01.10.2012 | aktual.: 01.10.2012 11:15
List jest reakcją na złożenie wizyty przez nuncjusza papieskiego na Białorusi Claudio Gugerottiego siedmiu więźniom politycznym. Jak pisze "Nasza Niwa", Gugerotti ma się we wtorek spotkać z papieżem, a jednym z tematów rozmowy będą białoruscy więźniowie polityczni.

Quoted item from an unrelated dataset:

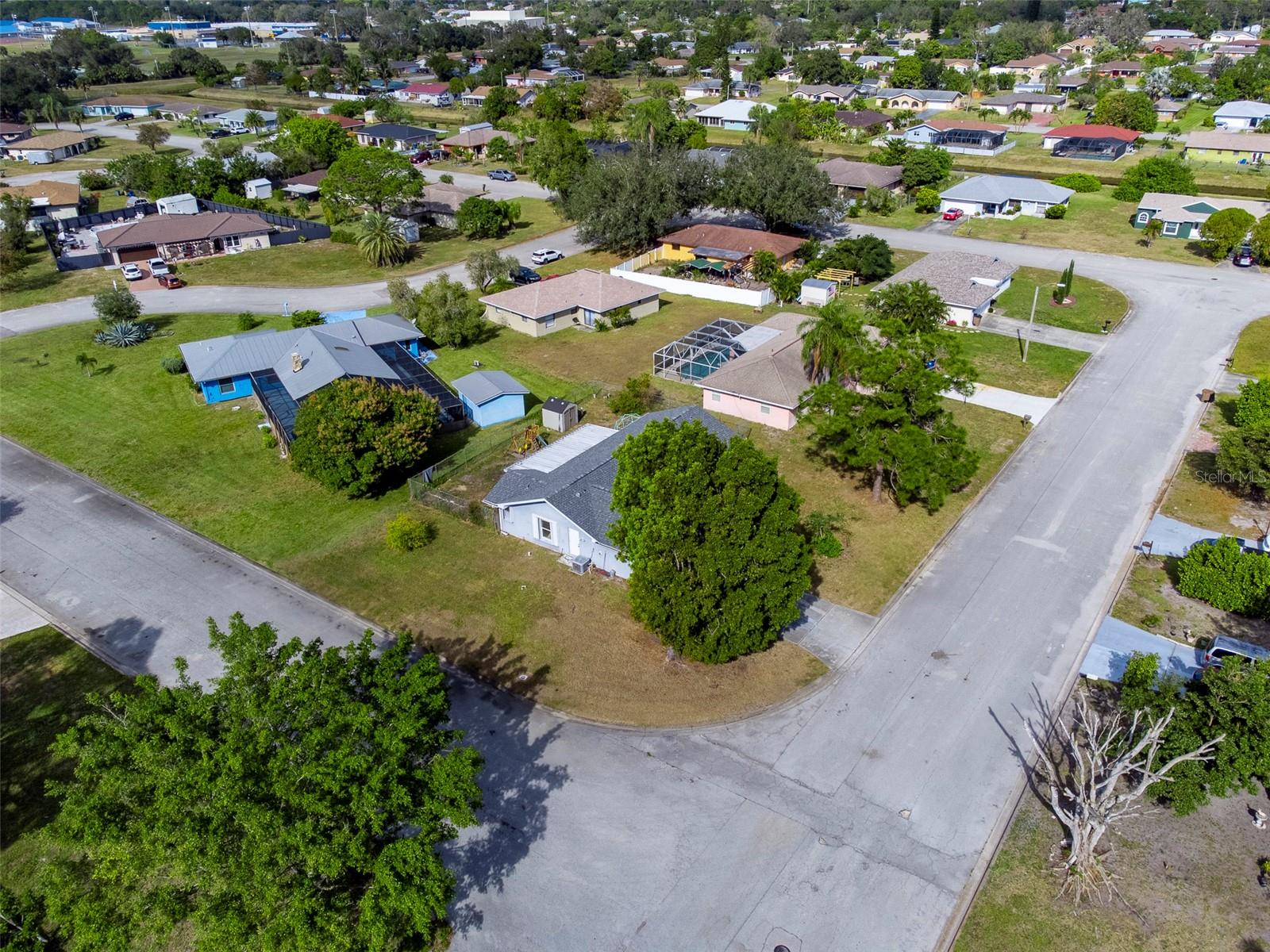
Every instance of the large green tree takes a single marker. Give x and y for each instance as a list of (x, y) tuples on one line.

Rodziny więźniów piszą w liście: "Od 17 lat w naszym kraju dyktuje warunki ostatni dyktator Europy" - informuje "Nasza Niwa". Określają też jako "grzeszny" system, "który opiera się na kłamstwie i strachu". Zwracają się do papieża z prośbą, by modlił się za nich, "za Białoruś, za tych, którzy cierpią w lochach, znoszą szyderstwo, gwałt i oddają życie za prawdę, wolność, sprawiedliwość i przyszłość zbudowaną nie na wartościach komunistycznych, lecz chrześcijańskich".
Radio Watykańskie poinformowało w czwartek, że Gugerotti odwiedził za zgodą władz Białorusi siedmiu uwięzionych opozycjonistów: Mikołę Statkiewicza, Źmiciera Daszkiewicza, Pawła Siewiaryńca, Eduarda Łobaua, Alesia Bialackiego, Siarhieja Kawalenkę i Pawła Syramałotaua. Watykański dyplomata rozmawiał z nimi o warunkach przetrzymywania i przekazał zapewnienie o papieskiej modlitwie za nich i ich rodziny.
Kawalenka i Syramałotau zostali pod koniec ubiegłego tygodnia zwolnieni po podpisaniu prośby o ułaskawienie do prezydenta Alaksandra Łukaszenki.